But Bandit needed something more. He longed for a pretty cat to fall in love with, one with silky ginger hair and a calm voice, one who would comfort him when he was weary. But there were no such creatures in Domaqua. And so, Bandit couldn't stay and when Griff shook him awake the next morning he was prepared to leave. "Looren," he muttered as he woke.

Griff glanced at his friend. "Goodbye friend. I may never see you again."

Bandit chuckled. "Are you joking? I am coming with you! Did you think I wouldn't? Now come, let us leave this paradise of Domaqua and seek out our new home."

Griff stared at Bandit for a moment in disbelief. "But I thought…" He trailed off.
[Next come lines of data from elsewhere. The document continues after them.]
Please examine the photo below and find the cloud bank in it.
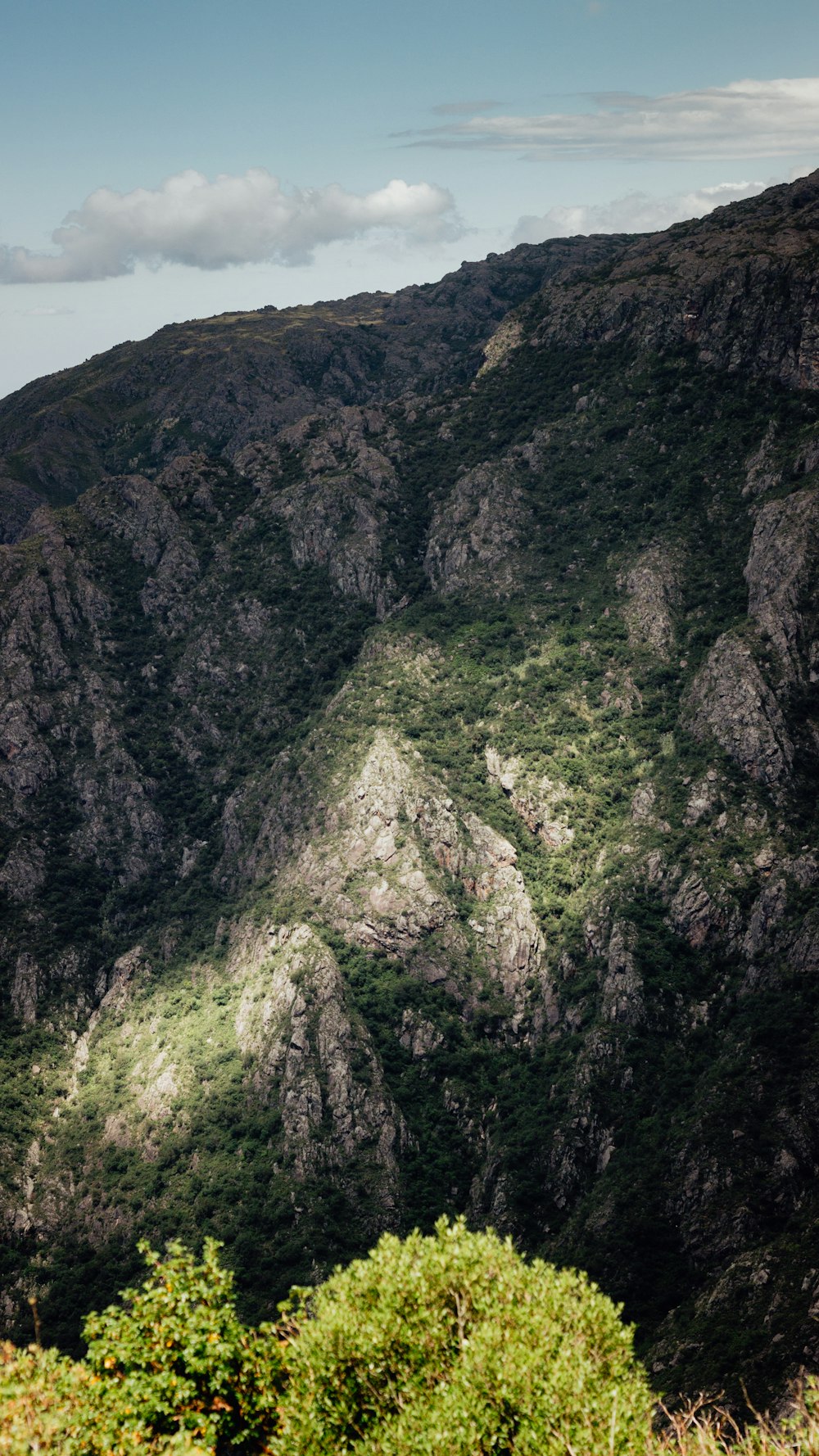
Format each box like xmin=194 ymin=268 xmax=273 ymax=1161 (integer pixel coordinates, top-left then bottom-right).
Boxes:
xmin=0 ymin=167 xmax=458 ymax=283
xmin=406 ymin=75 xmax=819 ymax=161
xmin=512 ymin=182 xmax=771 ymax=243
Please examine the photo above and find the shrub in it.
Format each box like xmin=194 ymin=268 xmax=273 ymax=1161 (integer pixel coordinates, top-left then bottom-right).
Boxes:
xmin=84 ymin=1239 xmax=283 ymax=1453
xmin=274 ymin=1219 xmax=651 ymax=1456
xmin=0 ymin=1344 xmax=204 ymax=1456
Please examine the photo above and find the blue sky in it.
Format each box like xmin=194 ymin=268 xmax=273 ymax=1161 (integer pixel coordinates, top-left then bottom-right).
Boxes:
xmin=0 ymin=0 xmax=819 ymax=395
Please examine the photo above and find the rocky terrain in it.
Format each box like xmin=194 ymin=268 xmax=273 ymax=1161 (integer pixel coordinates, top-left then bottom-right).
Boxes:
xmin=0 ymin=174 xmax=819 ymax=1402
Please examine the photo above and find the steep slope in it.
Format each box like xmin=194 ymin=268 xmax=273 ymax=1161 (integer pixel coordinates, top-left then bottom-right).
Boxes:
xmin=0 ymin=174 xmax=819 ymax=1399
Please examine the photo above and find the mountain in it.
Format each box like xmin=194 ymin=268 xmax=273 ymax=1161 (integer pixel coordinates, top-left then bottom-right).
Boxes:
xmin=0 ymin=174 xmax=819 ymax=1400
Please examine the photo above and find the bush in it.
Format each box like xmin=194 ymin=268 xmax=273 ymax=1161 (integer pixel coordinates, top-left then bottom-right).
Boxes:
xmin=0 ymin=1344 xmax=204 ymax=1456
xmin=84 ymin=1239 xmax=283 ymax=1453
xmin=274 ymin=1219 xmax=651 ymax=1456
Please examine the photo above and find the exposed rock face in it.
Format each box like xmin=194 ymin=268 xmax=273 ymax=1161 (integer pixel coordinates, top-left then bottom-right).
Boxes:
xmin=281 ymin=734 xmax=552 ymax=1033
xmin=233 ymin=925 xmax=406 ymax=1205
xmin=617 ymin=546 xmax=679 ymax=657
xmin=0 ymin=167 xmax=819 ymax=1402
xmin=486 ymin=744 xmax=574 ymax=849
xmin=424 ymin=464 xmax=531 ymax=595
xmin=530 ymin=174 xmax=819 ymax=389
xmin=669 ymin=870 xmax=739 ymax=951
xmin=744 ymin=486 xmax=819 ymax=683
xmin=236 ymin=406 xmax=396 ymax=617
xmin=690 ymin=632 xmax=794 ymax=784
xmin=600 ymin=920 xmax=644 ymax=1026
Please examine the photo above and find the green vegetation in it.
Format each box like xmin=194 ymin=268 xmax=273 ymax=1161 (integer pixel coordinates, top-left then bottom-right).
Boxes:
xmin=0 ymin=202 xmax=819 ymax=1397
xmin=0 ymin=1219 xmax=819 ymax=1456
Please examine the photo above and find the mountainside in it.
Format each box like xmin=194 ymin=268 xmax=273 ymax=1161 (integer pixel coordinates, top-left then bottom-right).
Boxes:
xmin=0 ymin=174 xmax=819 ymax=1400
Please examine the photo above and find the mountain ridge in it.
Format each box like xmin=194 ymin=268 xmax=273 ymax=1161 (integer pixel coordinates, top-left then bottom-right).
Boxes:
xmin=0 ymin=174 xmax=819 ymax=1399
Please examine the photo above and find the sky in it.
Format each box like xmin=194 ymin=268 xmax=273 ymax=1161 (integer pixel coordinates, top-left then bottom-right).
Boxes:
xmin=0 ymin=0 xmax=819 ymax=396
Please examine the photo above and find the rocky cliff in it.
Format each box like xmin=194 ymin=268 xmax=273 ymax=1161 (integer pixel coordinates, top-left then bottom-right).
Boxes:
xmin=0 ymin=174 xmax=819 ymax=1399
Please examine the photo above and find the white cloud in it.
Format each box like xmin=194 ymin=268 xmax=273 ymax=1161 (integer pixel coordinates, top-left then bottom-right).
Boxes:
xmin=19 ymin=305 xmax=75 ymax=319
xmin=512 ymin=182 xmax=771 ymax=243
xmin=432 ymin=101 xmax=503 ymax=116
xmin=410 ymin=75 xmax=819 ymax=161
xmin=0 ymin=167 xmax=458 ymax=283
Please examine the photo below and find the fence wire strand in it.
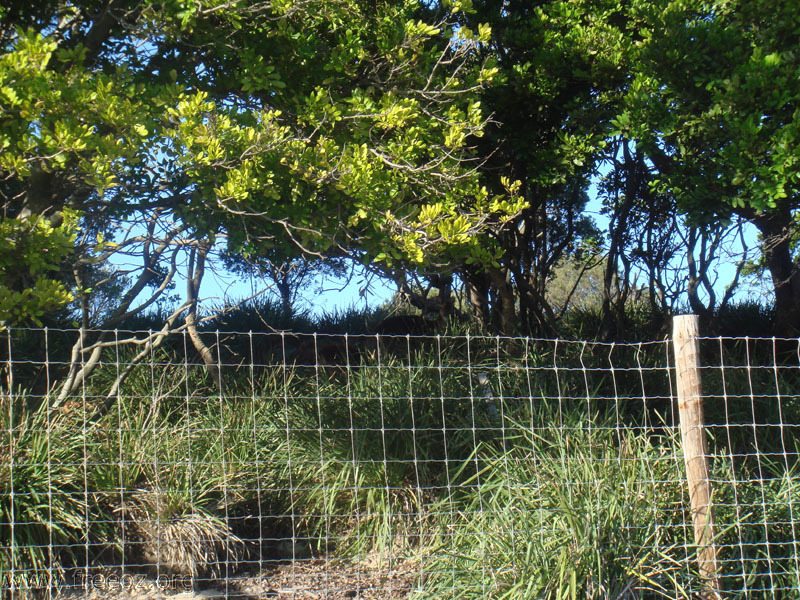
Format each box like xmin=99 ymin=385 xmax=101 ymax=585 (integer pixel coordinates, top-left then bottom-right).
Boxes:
xmin=0 ymin=329 xmax=800 ymax=600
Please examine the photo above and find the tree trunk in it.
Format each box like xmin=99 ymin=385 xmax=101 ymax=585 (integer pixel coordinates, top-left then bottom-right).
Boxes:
xmin=488 ymin=267 xmax=517 ymax=335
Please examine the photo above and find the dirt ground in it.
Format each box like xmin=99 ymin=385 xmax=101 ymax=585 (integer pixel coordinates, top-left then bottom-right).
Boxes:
xmin=55 ymin=559 xmax=418 ymax=600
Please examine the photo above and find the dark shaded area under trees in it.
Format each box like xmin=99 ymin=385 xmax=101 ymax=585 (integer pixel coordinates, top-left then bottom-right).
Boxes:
xmin=0 ymin=0 xmax=800 ymax=352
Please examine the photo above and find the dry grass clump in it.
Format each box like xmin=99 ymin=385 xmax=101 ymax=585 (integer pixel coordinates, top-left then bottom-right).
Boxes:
xmin=115 ymin=490 xmax=247 ymax=579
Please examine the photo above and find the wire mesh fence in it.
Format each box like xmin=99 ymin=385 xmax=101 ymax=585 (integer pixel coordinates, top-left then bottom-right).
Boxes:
xmin=0 ymin=329 xmax=800 ymax=599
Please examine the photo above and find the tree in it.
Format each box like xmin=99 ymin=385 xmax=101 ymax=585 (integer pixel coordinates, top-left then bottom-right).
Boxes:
xmin=438 ymin=0 xmax=629 ymax=334
xmin=616 ymin=0 xmax=800 ymax=335
xmin=0 ymin=0 xmax=524 ymax=397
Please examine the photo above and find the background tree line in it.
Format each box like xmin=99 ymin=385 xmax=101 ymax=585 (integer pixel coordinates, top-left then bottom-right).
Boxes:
xmin=0 ymin=0 xmax=800 ymax=346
"Come. We must go now." Bandit walked out through the caves entrance, beckoning for his companion to follow. Griff followed, mystified by Bandit's recent acts of curiosity. Together they slowly stepped into the darkness, leaving the safety of Domaqua for the last time.

"INTO THE DARKNESS OUT OF THE LIGHT; OUT OF THE DAY AND INTO THE NIGHT; LEAVING HOME IN A HAPLESS PLIGHT; TO FIND ALL THAT THEY NEED." The verse surrounded Bandit and Griff, spoken by an unknown source somewhere in the pitch.

"We must keep moving," Bandit urged Griff, stepping further away from the light of Domaqua, watching it fade out into the distance.

Together they strode through those lonely caves, straining their eyes to see. The followed twists and turns and found themselves altogether lost in this labyrinth of shadow.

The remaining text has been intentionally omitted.